Tom Smart, Deseret News
This is the first in a series of columns centering on new coaches recruiting football talent for BYU.
Guy Holliday is doing something he’s never done in 20 years of college coaching.
You’d think recruiting is recruiting, right?
Not if you pitch BYU. It’s unconventional. It’s selling June and Ward Cleaver culture to Generation Z, or kids born of the iPad.
Hired as the receivers coach in offensive coordinator Robert Anae’s offense this winter, Holliday took off for Houston this week to recruit talent and work his connections. The new Cougar coach donned BYU gear, hit the airport, rental car and hotels.

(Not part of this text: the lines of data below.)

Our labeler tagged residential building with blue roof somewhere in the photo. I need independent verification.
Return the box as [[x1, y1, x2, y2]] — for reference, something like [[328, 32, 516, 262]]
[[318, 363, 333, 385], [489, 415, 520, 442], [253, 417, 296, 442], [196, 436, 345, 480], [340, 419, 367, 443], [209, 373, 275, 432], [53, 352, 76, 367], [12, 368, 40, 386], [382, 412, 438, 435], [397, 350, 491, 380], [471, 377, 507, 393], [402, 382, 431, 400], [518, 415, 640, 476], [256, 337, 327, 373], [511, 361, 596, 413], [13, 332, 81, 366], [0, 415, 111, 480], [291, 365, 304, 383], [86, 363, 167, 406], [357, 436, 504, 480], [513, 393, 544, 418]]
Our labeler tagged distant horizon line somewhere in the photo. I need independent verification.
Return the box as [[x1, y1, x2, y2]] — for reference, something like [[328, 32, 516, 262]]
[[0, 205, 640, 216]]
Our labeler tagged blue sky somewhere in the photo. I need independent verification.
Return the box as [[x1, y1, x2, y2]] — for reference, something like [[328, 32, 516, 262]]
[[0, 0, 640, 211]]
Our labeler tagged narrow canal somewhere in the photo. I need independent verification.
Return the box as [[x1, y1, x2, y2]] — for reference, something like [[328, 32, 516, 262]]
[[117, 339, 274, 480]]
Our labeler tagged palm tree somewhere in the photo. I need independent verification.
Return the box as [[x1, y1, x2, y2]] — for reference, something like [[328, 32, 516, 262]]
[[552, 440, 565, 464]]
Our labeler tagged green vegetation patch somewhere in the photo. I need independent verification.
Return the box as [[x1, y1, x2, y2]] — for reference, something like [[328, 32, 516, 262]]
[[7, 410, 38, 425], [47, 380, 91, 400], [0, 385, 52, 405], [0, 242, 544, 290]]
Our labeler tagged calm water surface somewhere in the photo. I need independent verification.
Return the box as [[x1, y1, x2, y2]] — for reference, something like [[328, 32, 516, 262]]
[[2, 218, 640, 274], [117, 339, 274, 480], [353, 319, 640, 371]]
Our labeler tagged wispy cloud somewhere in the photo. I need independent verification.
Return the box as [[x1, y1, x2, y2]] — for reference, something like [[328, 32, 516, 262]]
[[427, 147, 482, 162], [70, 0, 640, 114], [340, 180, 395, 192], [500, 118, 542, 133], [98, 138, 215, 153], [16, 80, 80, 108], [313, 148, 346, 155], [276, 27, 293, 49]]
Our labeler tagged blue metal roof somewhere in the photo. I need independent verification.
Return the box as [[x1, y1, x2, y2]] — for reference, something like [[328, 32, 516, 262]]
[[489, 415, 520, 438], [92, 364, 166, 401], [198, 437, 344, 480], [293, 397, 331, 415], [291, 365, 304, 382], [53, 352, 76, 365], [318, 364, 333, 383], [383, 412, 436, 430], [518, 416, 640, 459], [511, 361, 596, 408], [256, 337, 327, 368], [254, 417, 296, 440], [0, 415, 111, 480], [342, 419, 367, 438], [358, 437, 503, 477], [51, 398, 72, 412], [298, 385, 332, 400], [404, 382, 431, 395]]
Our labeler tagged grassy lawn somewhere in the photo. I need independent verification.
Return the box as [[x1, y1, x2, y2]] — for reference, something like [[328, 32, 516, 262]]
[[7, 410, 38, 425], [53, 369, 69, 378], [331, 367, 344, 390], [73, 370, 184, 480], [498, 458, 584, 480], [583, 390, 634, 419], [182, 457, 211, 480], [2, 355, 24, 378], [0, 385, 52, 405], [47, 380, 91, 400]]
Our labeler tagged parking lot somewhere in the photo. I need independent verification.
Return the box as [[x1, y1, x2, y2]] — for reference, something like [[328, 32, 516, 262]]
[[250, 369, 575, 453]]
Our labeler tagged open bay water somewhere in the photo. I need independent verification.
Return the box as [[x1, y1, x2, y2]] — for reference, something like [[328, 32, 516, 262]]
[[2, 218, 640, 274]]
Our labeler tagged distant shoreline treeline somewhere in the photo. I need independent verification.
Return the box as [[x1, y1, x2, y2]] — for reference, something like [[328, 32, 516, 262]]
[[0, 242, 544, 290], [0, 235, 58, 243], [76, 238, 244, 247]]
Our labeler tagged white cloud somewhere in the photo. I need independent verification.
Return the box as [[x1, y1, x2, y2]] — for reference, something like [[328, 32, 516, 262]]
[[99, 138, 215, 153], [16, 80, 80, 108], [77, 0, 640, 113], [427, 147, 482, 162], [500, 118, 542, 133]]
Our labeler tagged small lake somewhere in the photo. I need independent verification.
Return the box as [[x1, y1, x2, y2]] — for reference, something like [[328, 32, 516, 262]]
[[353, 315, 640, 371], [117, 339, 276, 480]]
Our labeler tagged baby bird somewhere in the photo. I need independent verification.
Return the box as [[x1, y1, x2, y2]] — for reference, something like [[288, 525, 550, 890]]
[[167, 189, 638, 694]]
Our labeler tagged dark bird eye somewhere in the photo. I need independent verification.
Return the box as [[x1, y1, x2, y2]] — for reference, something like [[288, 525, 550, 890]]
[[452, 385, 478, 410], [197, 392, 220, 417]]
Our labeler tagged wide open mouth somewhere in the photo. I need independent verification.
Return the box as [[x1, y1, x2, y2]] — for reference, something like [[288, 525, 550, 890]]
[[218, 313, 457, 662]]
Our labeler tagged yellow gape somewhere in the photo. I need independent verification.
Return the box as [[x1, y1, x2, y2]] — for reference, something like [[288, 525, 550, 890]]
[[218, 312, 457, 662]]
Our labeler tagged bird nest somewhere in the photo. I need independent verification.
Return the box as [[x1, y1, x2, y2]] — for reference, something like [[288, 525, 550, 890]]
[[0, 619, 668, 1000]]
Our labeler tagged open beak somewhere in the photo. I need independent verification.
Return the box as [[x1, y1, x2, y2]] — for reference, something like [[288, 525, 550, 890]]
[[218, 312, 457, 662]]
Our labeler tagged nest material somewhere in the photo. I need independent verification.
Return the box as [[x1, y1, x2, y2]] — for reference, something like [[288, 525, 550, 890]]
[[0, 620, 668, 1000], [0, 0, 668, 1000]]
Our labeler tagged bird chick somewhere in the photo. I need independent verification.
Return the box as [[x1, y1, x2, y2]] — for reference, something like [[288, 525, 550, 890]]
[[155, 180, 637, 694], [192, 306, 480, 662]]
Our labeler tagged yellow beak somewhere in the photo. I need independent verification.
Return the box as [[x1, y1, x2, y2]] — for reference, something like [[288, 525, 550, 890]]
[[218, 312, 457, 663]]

But those items are old hat for the veteran coach.
It’s the presentation he’ll be reciting that will be so different. Before being hired by BYU, he was an outsider. And that’s probably a plus for Bronco Mendenhall, also an outsider when he arrived in 2001, to have an alternate view with different experiences and contacts.
Holliday is trying to find high school football players who will fit a certain profile. He’s going to tell recruits their academics will need to be more stringent than the NCAA’s minimum standard. Closest he ever got to that pitch was as a coach at Ivy League Cornell.
He’s going to tell prospects their ACT scores and GPA will have to be several ticks above what their teammates are being told that they need to get into an FBS program.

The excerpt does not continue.